Multi-kinase inhibitors
Multi-kinase inhibitors are small-molecule oral drugs designed to inhibit the growth and proliferation of tumor cells by
targeting various pathways that promote tumor development. There are a wide variety of these drugs, both on the market
and in the pipeline. Gleevec® was the first multi-kinase inhibitor to be approved. One of the indications for this drug is for
treatment of Philadelphia chromosome–positive chronic myeloid leukemia (CML). Gleevec significantly improved patient
survival and dramatically changed how CML is treated, turning an acute and often fatal illness into a chronic condition that
can be managed with long-term oral therapy.
Over the past few years, a large number of additional drugs in this class have been approved. Nexavar® is approved for the
treatment of advanced renal cell and liver cancers. Sutent® is approved for advanced renal cell cancer and gastrointestinal
stromal tumor (GIST) after failure with Gleevec. Tykerb® is approved for advanced or metastatic breast cancer after
Herceptin® fails or in combination with Femara® as first-line therapy. Sprycel® and Tasigna® are both approved for Gleevecresistant CML. These drugs may soon be approved for additional indications, further contributing to utilization and unitcost growth in this category.
Several new oral multi-kinase inhibitors are in late-stage clinical development and may receive FDA approval over the next
several years. These pipeline multi-kinase inhibitors include motesanib for lung and breast cancer, bosutinib for CML and
breast cancer, axitinib for renal cell carcinoma, and cediranib for colorectal cancer.
71
Vascular endothelial growth factor (VEGF) inhibitors
VEGF inhibitors are designed to starve the cancer cells of oxygen and nutrients by inhibiting the growth and development
of tumor-feeding blood vessels. The VEGF inhibitor Avastin® (bevacizumab) is an injectable monoclonal antibody that is
FDA-approved in combination with other therapies for the treatment of advanced colorectal cancer, metastatic lung cancer,
and metastatic human epidermal growth factor receptor 2 (HER2)-negative metastatic breast cancer. In 2009, Avastin also
received FDA approval for the treatment of metastatic renal cell carcinoma in combination with interferon, and for the
treatment of glioblastoma (an aggressive type of brain cancer). Avastin is already a multi-billion dollar drug and these new
indications will continue to fuel the costs associated with its use.

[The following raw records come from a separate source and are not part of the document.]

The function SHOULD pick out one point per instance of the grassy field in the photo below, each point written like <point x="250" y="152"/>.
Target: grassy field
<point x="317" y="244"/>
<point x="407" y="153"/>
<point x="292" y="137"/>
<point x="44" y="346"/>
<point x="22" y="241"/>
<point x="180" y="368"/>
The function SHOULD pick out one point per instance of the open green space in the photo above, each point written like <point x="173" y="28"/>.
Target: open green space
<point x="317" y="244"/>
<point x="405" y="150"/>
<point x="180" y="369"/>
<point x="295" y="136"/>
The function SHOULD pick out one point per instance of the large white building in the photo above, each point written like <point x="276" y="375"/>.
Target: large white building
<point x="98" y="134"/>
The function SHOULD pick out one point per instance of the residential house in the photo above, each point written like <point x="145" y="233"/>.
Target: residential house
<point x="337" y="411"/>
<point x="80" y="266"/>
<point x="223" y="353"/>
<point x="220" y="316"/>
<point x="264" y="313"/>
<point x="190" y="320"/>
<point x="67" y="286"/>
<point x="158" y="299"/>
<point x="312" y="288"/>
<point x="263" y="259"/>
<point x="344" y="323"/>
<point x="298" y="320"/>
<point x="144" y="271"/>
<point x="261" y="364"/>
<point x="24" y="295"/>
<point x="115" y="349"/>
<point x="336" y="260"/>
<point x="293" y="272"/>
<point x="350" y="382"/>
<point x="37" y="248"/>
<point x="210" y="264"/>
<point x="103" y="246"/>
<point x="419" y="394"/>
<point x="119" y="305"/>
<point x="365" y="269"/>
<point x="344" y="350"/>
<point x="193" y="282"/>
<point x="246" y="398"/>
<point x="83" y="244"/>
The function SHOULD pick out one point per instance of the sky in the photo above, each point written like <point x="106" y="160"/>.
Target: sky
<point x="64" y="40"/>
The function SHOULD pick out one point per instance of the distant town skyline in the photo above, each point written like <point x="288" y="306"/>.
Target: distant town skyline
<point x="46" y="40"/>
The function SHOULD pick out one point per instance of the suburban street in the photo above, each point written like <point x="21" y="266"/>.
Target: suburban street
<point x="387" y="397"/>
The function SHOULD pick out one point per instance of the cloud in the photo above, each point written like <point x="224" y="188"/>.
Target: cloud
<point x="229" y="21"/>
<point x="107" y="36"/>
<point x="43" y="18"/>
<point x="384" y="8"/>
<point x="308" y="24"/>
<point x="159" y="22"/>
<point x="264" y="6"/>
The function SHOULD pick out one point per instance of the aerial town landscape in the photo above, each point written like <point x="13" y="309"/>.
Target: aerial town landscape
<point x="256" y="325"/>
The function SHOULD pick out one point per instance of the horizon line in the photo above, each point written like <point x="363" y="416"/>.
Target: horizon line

Another oral VEGF and multi-kinase inhibitor, pazopanib (Votrient®), was approved by the FDA toward the end of 2009 as
a once-daily oral drug for the treatment of renal cell cancer. In the last few years, about six new oral or injectable drugs
have been approved for the treatment of renal cell carcinoma. Some of these drugs will be used sequentially; as renal
cell carcinoma progresses on one drug, patients will be transitioned to the next one. Pazopanib is also under clinical
development for other types of cancers, including breast cancer.
Monoclonal antibodies
Monoclonal antibodies are highly selective protein-based injectable drugs that selectively target and attach to specific
receptors on cancer cells, thereby helping the body’s immune system attack and kill or inhibit the growth of the tumor.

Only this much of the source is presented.